Whether the CDA substantially interferes with the First Amendment rights of minors, and thereby runs afoul of the second characteristic of valid zoning laws, presents a closer question. Because the CDA denies minors the right to obtain material that is “patently offensive”—even if it has some redeeming value for minors and even if it does not appeal to their prurient interests—Congress’ rejection of the Ginsberg “harmful to minors” standard means that the CDA could ban some speech that is “indecent” (i.e., “patently offensive”) but that is not obscene as to minors. I do not deny this possibility, but to prevail in a facial challenge, it is not enough for a plaintiff to show “some” overbreadth. Our cases require a proof of “real” and “substantial” overbreadth, Broadrick v. Oklahoma (1973), and appellees have not carried their burden in this case. In my view, the universe of speech constitutionally protected as to minors but banned by the CDA—i.e., the universe of materials that is “patently offensive,” but which nonetheless has some redeeming value for minors or does not appeal to their prurient interest—is a very small one.
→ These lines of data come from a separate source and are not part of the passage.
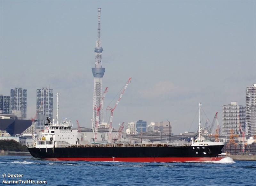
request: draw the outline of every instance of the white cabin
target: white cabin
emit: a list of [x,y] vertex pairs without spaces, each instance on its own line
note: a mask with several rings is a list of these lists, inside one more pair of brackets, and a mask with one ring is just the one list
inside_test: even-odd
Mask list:
[[53,123],[44,124],[41,137],[36,142],[36,148],[53,148],[59,145],[79,144],[77,138],[77,130],[72,130],[70,120],[65,118],[61,123]]

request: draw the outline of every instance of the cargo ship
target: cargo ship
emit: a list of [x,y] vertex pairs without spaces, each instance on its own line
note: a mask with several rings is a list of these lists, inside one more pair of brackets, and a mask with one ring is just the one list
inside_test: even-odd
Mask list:
[[[57,94],[57,95],[58,95]],[[58,109],[58,101],[57,95]],[[214,141],[201,136],[199,103],[198,137],[191,143],[148,144],[107,143],[82,144],[77,138],[77,130],[72,130],[70,120],[59,123],[48,120],[36,138],[28,147],[35,158],[53,161],[117,161],[172,162],[218,161],[226,139]]]

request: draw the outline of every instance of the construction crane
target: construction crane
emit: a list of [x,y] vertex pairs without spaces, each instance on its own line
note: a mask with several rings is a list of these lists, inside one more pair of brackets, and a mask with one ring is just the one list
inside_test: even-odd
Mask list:
[[216,141],[219,141],[219,140],[218,140],[218,139],[219,137],[220,137],[220,125],[219,125],[219,123],[217,125],[217,128],[215,131],[215,135],[214,136],[215,138],[215,140]]
[[121,100],[121,98],[122,98],[123,95],[124,94],[124,91],[125,91],[125,89],[126,89],[126,88],[127,88],[127,86],[128,86],[128,84],[131,82],[131,79],[132,78],[130,78],[128,79],[128,81],[127,81],[127,82],[126,82],[126,84],[125,84],[125,85],[124,86],[124,89],[123,89],[123,91],[122,91],[121,94],[120,95],[120,96],[119,96],[118,100],[117,100],[117,101],[116,102],[116,105],[115,105],[114,108],[111,108],[109,107],[109,106],[108,106],[108,107],[107,108],[107,109],[110,110],[111,113],[110,114],[110,120],[109,120],[109,132],[108,133],[108,143],[111,143],[112,142],[112,122],[113,121],[113,112],[114,112],[115,109],[116,109],[116,108],[117,105],[118,105],[118,103],[119,103],[119,101],[120,101],[120,100]]
[[[217,116],[217,114],[218,113],[218,112],[216,112],[215,113],[215,115],[214,116],[214,118],[213,118],[213,120],[212,121],[212,125],[209,128],[209,129],[208,130],[208,137],[210,138],[211,135],[212,135],[212,129],[213,127],[213,125],[214,125],[214,124],[215,123],[215,122],[216,121],[216,119],[218,119],[218,117]],[[209,126],[210,127],[210,126]]]
[[113,140],[114,140],[114,142],[116,141],[120,141],[121,140],[121,134],[123,132],[123,130],[124,129],[124,122],[123,122],[123,123],[122,124],[120,125],[120,127],[119,127],[119,129],[118,130],[117,133],[116,133],[116,135],[115,138],[113,138]]
[[39,111],[41,109],[41,107],[42,107],[42,105],[43,105],[43,103],[44,102],[44,101],[41,101],[41,103],[40,104],[40,106],[39,106],[38,109],[36,110],[36,115],[35,116],[35,117],[34,118],[31,118],[30,120],[31,120],[31,121],[32,122],[32,143],[33,143],[33,144],[34,144],[34,141],[35,141],[35,137],[34,136],[34,124],[35,123],[35,122],[36,121],[36,119],[37,116],[37,113],[39,112]]
[[95,142],[97,140],[97,134],[98,132],[98,128],[99,127],[99,119],[100,117],[100,108],[102,107],[102,105],[103,104],[103,100],[104,100],[104,98],[105,98],[105,96],[106,95],[106,93],[108,92],[108,87],[106,87],[105,89],[105,91],[103,93],[103,96],[101,99],[101,100],[100,101],[100,106],[98,108],[96,108],[97,111],[97,114],[96,114],[96,121],[95,122],[95,131],[94,133],[94,138]]
[[240,122],[240,117],[239,115],[238,115],[238,122],[239,122],[239,129],[241,131],[241,134],[242,136],[242,144],[243,144],[243,152],[244,153],[244,149],[245,147],[244,146],[244,136],[245,136],[245,132],[243,130],[243,128],[241,126],[241,123]]
[[171,143],[171,122],[169,122],[168,119],[166,119],[166,120],[167,120],[167,121],[169,122],[169,143]]
[[238,135],[234,134],[233,132],[233,130],[230,130],[230,137],[229,137],[229,141],[228,142],[228,144],[231,144],[233,143],[236,144],[236,142],[235,142],[235,138],[238,137]]
[[78,122],[78,120],[76,120],[76,124],[77,125],[77,128],[78,128],[77,131],[80,134],[80,137],[81,137],[81,141],[84,141],[84,134],[82,134],[81,131],[81,128],[80,128],[80,125],[79,125],[79,122]]

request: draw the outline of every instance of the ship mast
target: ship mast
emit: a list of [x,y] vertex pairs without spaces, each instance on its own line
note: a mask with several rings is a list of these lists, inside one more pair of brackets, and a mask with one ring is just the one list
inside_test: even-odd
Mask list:
[[56,95],[57,96],[57,115],[56,117],[56,119],[57,120],[57,124],[59,124],[59,96],[60,95],[60,94],[59,93],[57,93],[57,94]]
[[198,140],[201,141],[201,102],[199,102],[199,138]]

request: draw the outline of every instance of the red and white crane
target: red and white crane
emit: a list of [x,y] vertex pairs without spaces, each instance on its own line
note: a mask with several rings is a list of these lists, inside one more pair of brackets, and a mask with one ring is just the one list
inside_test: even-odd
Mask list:
[[125,84],[125,85],[124,86],[124,89],[123,89],[123,91],[122,91],[120,96],[119,96],[119,98],[118,98],[117,101],[116,102],[116,105],[115,105],[114,108],[111,108],[109,107],[109,106],[108,106],[108,107],[107,108],[107,109],[110,110],[110,112],[111,113],[110,114],[109,123],[109,131],[108,133],[108,143],[112,143],[112,122],[113,120],[113,112],[114,112],[115,109],[116,109],[116,106],[117,106],[117,105],[118,105],[119,101],[120,101],[120,100],[121,99],[121,98],[122,98],[124,93],[124,91],[125,91],[125,89],[126,89],[126,88],[127,88],[127,86],[128,86],[128,84],[131,82],[131,79],[132,78],[130,78],[128,79],[128,81],[127,81],[127,82],[126,82],[126,84]]
[[103,104],[103,100],[104,100],[104,98],[105,98],[105,96],[106,95],[106,93],[108,92],[108,87],[107,87],[105,89],[105,91],[103,93],[103,96],[101,99],[101,100],[100,101],[100,106],[98,108],[96,108],[97,110],[97,114],[96,114],[96,121],[95,121],[95,131],[94,134],[94,141],[96,142],[96,140],[97,140],[97,133],[98,131],[98,127],[99,127],[99,119],[100,117],[100,108],[102,107],[102,105]]
[[118,131],[117,131],[117,133],[116,133],[116,136],[115,137],[113,138],[113,140],[114,140],[114,142],[117,141],[120,141],[121,139],[121,134],[123,132],[123,130],[124,129],[124,122],[123,122],[123,123],[122,124],[120,125],[120,127],[119,127],[119,129],[118,130]]
[[214,124],[215,123],[215,122],[217,120],[218,122],[218,124],[219,124],[219,121],[218,120],[218,117],[217,116],[217,114],[218,114],[218,113],[216,112],[215,113],[215,115],[214,116],[214,118],[213,118],[213,120],[212,121],[212,125],[211,126],[211,127],[210,127],[209,126],[209,129],[208,130],[208,137],[209,138],[212,135],[212,129],[213,128],[213,125],[214,125]]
Appellees cite no examples of speech falling within this universe and do not attempt to explain why that universe is substantial “in relation to the statute’s plainly legitimate sweep.” Accordingly, in my view, the CDA does not burden a substantial amount of minors’ constitutionally protected speech.
Thus, the constitutionality of the CDA as a zoning law hinges on the extent to which it substantially interferes with the First Amendment rights of adults. Because the rights of adults are infringed only by the “display” provision and by the “indecency transmission” and “specific person” provisions as applied to communications involving more than one adult, I would invalidate the CDA only to that extent. Insofar as the “indecency transmission” and “specific person” provisions prohibit the use of indecent speech in communications between an adult and one or more minors, however, they can and should be sustained. The Court reaches a contrary conclusion, and from that holding I respectfully dissent.